Concerning CUDA 10.1
I'm doing some calculations on geometric meshes with a large amount of independent calculations done per face of the mesh. I run a CUDA kernel which does the calculation for each face.
The calculations involve some matrix multiplication, so I'd like to use cuBLAS or cuBLASLt to speed things up. Since I need to do many matrix multiplications (at least a couple per face) I'd like to do it directly in the kernel. Is this possible?

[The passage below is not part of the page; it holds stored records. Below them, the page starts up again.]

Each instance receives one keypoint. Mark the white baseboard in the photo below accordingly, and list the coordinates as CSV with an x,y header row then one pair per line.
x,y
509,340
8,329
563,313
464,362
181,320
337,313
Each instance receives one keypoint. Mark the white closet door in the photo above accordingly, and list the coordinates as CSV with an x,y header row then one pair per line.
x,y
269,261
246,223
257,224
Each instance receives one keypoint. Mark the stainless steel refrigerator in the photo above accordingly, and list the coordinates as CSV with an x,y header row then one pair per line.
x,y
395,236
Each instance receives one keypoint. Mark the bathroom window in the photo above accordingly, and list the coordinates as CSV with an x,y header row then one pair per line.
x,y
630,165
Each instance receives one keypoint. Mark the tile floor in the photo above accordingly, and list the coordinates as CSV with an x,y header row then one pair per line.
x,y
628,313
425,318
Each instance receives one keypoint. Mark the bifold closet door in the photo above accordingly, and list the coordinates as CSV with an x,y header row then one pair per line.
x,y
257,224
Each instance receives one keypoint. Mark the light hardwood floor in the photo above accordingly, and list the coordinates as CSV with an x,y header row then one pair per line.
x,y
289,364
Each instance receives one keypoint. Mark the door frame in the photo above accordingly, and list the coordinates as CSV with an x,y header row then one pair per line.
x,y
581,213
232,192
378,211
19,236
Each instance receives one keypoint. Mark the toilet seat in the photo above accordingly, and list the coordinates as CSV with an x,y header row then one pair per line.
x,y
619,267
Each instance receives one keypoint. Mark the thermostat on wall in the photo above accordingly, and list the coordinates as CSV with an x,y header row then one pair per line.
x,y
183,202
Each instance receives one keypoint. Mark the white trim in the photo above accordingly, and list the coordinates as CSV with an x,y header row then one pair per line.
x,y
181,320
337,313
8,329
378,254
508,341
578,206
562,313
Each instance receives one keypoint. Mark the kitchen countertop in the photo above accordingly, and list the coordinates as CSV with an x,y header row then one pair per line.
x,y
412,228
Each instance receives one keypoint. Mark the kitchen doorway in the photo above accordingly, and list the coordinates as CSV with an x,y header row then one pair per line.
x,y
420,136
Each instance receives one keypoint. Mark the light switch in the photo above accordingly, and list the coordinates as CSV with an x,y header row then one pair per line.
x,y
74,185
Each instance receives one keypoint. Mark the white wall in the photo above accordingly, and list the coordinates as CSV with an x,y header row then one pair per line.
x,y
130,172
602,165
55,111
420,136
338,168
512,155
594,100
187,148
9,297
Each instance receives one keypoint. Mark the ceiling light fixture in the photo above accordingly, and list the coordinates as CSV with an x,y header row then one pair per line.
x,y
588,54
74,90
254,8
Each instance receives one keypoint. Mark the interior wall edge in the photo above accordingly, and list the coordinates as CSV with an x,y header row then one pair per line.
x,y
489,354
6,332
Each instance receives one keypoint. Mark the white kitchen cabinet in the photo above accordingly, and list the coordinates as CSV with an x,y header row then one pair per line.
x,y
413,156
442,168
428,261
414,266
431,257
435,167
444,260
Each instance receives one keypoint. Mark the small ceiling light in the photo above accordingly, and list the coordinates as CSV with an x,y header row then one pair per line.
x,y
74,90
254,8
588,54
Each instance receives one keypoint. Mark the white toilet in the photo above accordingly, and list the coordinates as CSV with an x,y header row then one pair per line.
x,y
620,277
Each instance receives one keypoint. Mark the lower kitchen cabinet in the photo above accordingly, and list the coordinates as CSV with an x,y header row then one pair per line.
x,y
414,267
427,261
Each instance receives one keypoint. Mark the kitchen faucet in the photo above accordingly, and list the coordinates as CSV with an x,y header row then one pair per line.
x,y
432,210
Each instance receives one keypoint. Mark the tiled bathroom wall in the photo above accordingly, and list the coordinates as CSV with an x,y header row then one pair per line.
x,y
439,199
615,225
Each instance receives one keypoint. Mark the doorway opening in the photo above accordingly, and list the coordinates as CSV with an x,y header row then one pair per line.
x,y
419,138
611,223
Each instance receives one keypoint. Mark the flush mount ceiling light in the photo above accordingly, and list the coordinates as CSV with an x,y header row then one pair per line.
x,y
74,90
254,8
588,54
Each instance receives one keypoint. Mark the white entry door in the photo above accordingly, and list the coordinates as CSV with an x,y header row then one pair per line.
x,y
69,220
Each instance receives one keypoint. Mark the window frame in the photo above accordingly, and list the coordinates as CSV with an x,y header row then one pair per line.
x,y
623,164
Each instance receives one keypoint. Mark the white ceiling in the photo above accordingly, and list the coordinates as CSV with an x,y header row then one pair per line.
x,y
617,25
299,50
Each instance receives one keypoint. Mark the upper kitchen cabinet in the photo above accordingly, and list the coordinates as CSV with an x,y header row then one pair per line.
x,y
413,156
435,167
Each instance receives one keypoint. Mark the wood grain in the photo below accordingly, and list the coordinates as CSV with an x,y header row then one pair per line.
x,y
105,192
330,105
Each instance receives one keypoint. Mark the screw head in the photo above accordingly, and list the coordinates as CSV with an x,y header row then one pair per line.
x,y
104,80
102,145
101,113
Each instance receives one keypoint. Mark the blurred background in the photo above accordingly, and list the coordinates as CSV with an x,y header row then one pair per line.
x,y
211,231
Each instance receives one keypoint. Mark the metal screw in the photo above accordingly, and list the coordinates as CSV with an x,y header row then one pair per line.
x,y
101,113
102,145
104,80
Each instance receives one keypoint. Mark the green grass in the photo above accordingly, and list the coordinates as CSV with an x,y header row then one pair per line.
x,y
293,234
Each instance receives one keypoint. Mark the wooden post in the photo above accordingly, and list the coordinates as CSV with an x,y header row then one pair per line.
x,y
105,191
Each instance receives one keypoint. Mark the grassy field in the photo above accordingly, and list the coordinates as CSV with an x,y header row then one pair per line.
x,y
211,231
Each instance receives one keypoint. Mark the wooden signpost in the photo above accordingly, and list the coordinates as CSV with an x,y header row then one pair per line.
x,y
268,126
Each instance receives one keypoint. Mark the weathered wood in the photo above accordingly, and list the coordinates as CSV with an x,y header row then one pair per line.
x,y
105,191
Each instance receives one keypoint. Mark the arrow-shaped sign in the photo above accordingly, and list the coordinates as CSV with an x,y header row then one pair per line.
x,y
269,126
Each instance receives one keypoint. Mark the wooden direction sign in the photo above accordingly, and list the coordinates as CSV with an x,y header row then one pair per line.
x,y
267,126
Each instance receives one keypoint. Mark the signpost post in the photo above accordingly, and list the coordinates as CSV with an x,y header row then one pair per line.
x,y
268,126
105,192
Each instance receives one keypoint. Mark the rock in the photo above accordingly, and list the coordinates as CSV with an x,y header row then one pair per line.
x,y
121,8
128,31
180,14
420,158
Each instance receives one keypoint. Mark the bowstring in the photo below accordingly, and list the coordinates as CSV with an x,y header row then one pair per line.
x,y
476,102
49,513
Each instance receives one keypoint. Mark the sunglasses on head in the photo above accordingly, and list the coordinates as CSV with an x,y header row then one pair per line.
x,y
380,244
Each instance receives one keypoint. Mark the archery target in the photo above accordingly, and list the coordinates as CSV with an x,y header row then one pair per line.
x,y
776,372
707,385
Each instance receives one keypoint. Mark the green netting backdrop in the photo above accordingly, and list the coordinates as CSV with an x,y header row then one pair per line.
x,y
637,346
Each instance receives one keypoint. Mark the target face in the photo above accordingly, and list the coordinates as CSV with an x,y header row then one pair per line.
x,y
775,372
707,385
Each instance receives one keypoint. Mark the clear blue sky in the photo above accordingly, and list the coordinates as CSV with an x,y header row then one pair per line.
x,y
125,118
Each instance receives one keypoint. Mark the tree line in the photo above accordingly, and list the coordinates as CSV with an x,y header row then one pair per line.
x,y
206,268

It doesn't seem like cuBLAS or cuBLASLt allows you to call their functions from kernel (__global__) code. I get the following error from Visual Studio:
"calling a __host__ function from a __device__ function is not allowed"
There are some old answers (Could a CUDA kernel call a cublas function?) that imply that this is possible though?
Basically, I'd like a kernel like this:
__global__
void calcPerFace(...)
{
int index = blockIdx.x * blockDim.x + threadIdx.x;
int stride = blockDim.x * gridDim.x;
for (int i = index; i < faceCount; i += stride)
{
// Calculate some matrices for each face in the mesh
...
// Multiply those matrices
cublasLtMatmul(...) // <- not allowed by cuBLASLt
// Continue calculation
...
}
}
Is it possible to call cublasLtMatmul or perhaps cublassgemm from a kernel like this in CUDA 10.1?